ITALIAN TEEN COMPUTER WHIZ SET TO BECOME PATRON SAINT OF INTERNET

A 15-year-old Italian computer whiz took the first step to becoming a saint, Bill Bostock wrote for Business Insider.

Carlo Acutis, who died of leukemia in 2006, has been beatified by the Catholic Church, the Catholic News Agency reported. Beatification signifies that a person has entered heaven and can guide those who pray to them. The step was taken after Pope Francis said Acutis performed a miracle by curing a 7-year-old Brazilian boy of a pancreatic illness.


Acutis, already dubbed "the patron saint of the internet," caught the pope's attention after creating a website at age 11 to catalog miracles. Two confirmed miracles are usually needed for a person to become a saint in the Catholic Church.
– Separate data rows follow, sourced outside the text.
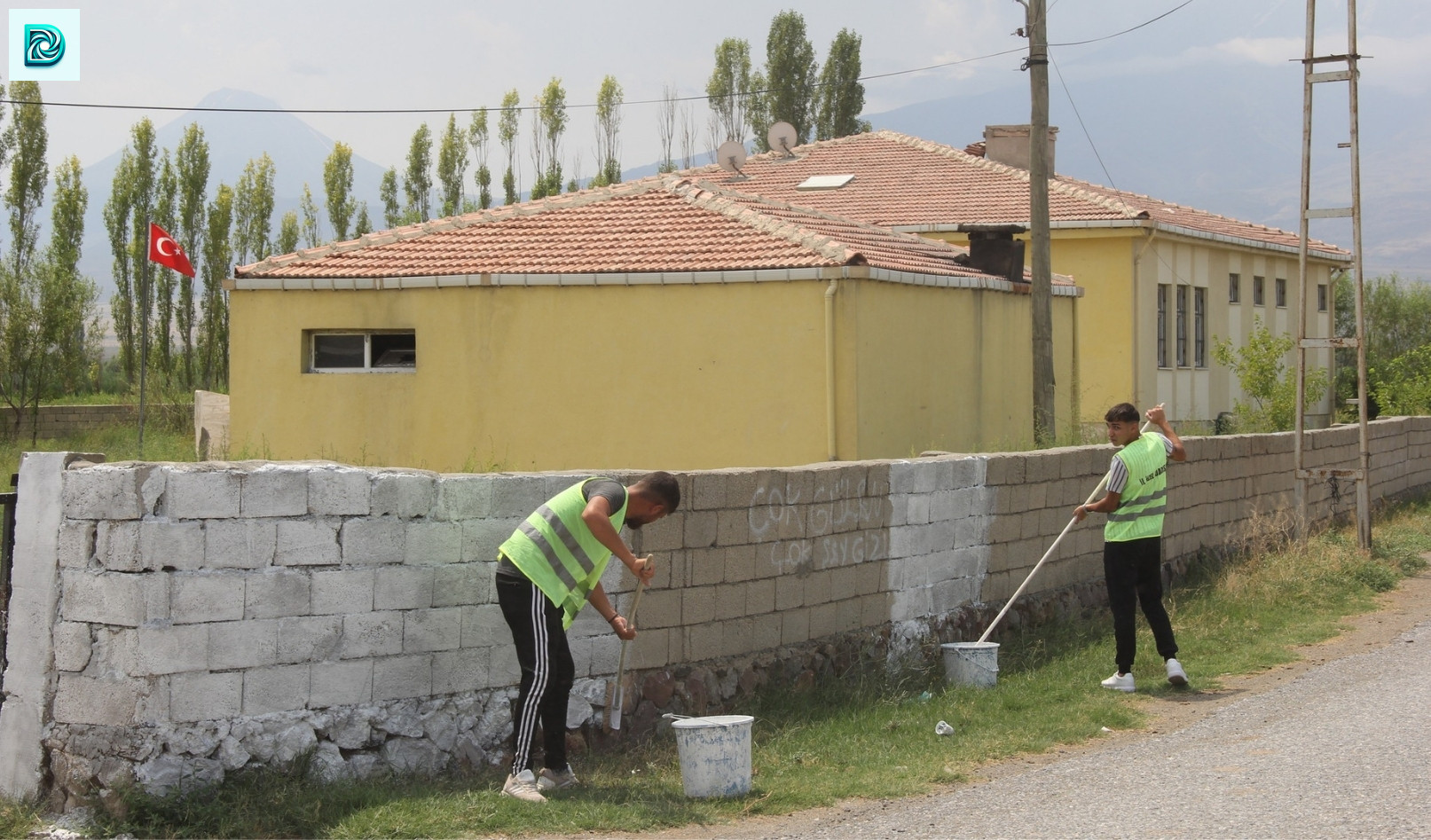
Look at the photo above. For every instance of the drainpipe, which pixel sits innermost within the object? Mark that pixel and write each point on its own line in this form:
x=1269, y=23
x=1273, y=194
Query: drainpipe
x=829, y=368
x=1138, y=357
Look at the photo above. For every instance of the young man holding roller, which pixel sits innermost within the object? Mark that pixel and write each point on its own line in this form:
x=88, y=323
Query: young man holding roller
x=1132, y=538
x=546, y=571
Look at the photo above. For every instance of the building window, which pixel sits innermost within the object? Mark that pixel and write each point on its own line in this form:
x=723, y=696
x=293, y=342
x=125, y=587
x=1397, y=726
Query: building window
x=1199, y=328
x=1183, y=326
x=342, y=352
x=1162, y=326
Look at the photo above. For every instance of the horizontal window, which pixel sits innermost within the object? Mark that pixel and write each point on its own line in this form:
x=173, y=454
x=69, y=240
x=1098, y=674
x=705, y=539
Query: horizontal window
x=350, y=351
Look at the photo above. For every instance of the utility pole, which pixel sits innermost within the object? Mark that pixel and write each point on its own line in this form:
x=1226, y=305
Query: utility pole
x=1361, y=474
x=1042, y=263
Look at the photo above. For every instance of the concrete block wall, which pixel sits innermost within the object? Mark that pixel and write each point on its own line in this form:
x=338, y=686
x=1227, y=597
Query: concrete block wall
x=182, y=620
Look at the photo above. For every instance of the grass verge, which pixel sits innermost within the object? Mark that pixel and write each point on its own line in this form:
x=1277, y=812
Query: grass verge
x=853, y=737
x=118, y=443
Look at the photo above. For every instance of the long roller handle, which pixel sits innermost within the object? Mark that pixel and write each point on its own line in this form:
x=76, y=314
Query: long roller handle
x=617, y=700
x=1050, y=553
In February, Pope Francis said Acutis had conducted his first miracle from heaven: A 7-year-old boy in Brazil, suffering from a rare pancreatic disorder, was healed after praying to Acutis and coming into contact with one of his T-shirts. Two confirmed miracles are needed to become a bona fide saint. On occasion, pontiffs have been known to drop the requirement for a second miracle, according to the Associated Press (AP.) Acutis first caught the Catholic Church's attention as an 11-year-old when he created a website that he used to document and catalog miracles. Pope Francis said in 2017 that Acutis used the internet to "communicate values and beauty." Pope Francis then repeated a maxim created by Acutis to guide people's conduct on the internet: "Everyone is born an original, but many die like photocopies."